Both black and spirit bears (along with grizzlies) feed heavily on spawning and spawned-out salmon. Spirit bears are more successful in catching salmon than are their black cousins, an advantage that may help explain their persistence in the population. Both bears seize salmon in the water and carry them up on shore, often well into the forest. The bears often eat only the brains or the eggs from the salmon they catch. The rest of salmon is left in the forest and research that tracks isotopes of nitrogen that occur only in the sea, has shown that nitrogen from the salmon, with the help of the bears, is incorporated into the trees of the forest. The Great Bear Rainforest is fertilized from the ocean by the salmon and the bears.

By 2009, British Columbia had protected one-third of the Great Bear Rainforest from logging and put the rest of it under ecosystem-based management plans. Conservancies in those areas allow traditional uses but not logging or development. First Nations workers provide monitoring and stewardship.

Now, a dual pipeline is proposed to connect Alberta’s tar sands to Kitimat. Thick crude would be delivered to tankers that could hold 2.15 million barrels of crude and would be up to 1116 feet long. The pipeline would also take “condensate”, the mixture used to thin the bitumen enough to flow, back to the tar sands. The economic objective is Asian markets, including China’s state-owned Sinopec oil company.


The giant tankers would have to thread a narrow, jigsaw-like passage past Gribbell and Princess Royal Islands to get to the open ocean north of Haida Gwai. The tankers would be sliding past the sunken hulk of the Queen of the North in Hartley Bay where the BC passenger ferry sank in 2006 and is still releasing diesel fuel.

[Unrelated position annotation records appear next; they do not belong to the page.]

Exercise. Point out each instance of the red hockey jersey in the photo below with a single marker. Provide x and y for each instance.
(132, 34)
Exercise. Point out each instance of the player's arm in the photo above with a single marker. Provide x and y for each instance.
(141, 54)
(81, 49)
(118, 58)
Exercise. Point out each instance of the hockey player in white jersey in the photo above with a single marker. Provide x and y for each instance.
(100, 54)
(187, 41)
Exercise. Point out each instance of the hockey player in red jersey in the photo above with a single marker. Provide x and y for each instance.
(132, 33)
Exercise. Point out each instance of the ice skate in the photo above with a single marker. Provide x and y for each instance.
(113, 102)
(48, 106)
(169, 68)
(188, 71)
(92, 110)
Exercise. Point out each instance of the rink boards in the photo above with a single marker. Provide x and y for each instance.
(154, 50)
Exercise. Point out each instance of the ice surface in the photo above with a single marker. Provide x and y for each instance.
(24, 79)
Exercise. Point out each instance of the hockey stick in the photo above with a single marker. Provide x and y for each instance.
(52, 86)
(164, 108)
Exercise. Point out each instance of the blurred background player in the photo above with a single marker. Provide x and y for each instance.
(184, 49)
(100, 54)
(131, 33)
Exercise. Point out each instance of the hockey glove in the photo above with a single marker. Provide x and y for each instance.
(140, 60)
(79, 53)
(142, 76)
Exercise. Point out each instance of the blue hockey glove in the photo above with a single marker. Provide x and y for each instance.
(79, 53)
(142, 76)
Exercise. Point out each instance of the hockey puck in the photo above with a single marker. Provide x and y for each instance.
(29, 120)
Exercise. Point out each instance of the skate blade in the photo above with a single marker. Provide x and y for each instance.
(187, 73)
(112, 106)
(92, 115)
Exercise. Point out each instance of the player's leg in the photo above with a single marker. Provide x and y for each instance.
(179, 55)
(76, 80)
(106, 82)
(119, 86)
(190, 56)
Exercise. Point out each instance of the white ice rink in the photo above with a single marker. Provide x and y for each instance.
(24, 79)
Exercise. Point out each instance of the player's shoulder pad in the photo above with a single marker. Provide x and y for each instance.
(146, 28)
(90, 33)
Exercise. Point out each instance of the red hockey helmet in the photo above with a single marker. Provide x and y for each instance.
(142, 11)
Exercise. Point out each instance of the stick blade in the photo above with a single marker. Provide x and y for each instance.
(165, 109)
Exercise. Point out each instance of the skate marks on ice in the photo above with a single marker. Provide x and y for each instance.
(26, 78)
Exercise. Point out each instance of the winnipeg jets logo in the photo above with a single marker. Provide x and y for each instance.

Canada proposes to bid for the international Asian petroleum market with this Northern Gateway pipeline and this risky tanker passageway. As currently proposed by Enbridge, this pipeline would put the National treasure of the Great Bear Rainforest at risk. As Canadians, we should all get informed about this pipeline and tanker proposal and think about our irreplaceable National treasures to be put at risk.